Larry Kolb was born into a house of spies.
His family moved constantly during the height of the Cold War,
as his father ran counter-intelligence operations all over Asia,
Europe and the Middle East. But Mr. Kolb chose business as a
career, eventually becoming the manager for several professional
athletes, including boxing legend Muhammad Ali.
After that successful career, Mr. Kolb
joined the 'family business,' and was soon involved in covert
operations in the Middle East, central Asia and Latin America.
He retired from the CIA a few years ago, and wrote a book about
his experiences.
Larry
Kolb tells his readers, though it might seem exciting to go
to bed every night in a different place
with a different identity, it's stressful and dangerous work. "Because
the penalty for espionage almost all over the world, for centuries,
now, has been death. So it keeps you interested and on your toes.
But beyond that, it's psychologically very difficult to befriending
another person- and it works when you genuinely befriend them-
then, betray them. That's what we're forced to do and that's
not easy," he says.
Mr.
Kolb says he and his colleagues provided U.S. policy makers
with an important weapon during the cold war
era. America's intelligence services face different challenges
today, he says, the war against terrorism. "The CIA was built
to fight the Soviet Union and worldwide communism and it's still
structured the way it has been since early on, in the late 1940s
and early 1950s. I think we need a new agency that is set up
to tackle the Muslim insurgents who are the biggest threat to
us today.
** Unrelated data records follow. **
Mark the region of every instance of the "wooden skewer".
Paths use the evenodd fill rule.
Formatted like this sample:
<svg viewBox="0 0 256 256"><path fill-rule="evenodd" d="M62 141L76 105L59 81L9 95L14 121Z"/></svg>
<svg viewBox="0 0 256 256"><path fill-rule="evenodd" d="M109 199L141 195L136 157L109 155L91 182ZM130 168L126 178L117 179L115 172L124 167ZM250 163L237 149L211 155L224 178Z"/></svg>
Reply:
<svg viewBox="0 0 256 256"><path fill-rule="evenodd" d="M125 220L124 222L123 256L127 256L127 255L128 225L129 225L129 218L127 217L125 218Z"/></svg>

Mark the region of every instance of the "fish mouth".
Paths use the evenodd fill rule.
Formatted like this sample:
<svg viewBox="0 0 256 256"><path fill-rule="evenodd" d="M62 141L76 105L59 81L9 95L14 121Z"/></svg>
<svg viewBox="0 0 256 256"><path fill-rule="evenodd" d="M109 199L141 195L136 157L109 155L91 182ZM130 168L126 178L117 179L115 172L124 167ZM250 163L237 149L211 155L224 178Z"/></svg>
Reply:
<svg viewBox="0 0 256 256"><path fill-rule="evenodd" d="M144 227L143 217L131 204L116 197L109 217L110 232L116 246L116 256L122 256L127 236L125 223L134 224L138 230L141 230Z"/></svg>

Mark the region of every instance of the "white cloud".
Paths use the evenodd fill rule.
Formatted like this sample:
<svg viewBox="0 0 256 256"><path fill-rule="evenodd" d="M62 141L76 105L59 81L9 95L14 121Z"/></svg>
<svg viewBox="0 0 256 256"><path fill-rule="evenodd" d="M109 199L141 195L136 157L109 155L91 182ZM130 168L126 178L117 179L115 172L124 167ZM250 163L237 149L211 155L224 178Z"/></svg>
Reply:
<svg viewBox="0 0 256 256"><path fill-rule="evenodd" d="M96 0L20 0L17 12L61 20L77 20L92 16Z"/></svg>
I don't think America's intelligence services have
many assets on the ground that really speak the language so well
that they can operate undetected in the target areas that we're
interested in," he says.
Mr.
Kolb says operating successfully in the 'target area' takes
more than language skills. it requires
a broader understanding of the culture. I think as long as we
believe that the reason Muslims hate us is because of our freedom
and our democracy etc, we're going about it the wrong way. They
think they have a point of view that should be heard as well.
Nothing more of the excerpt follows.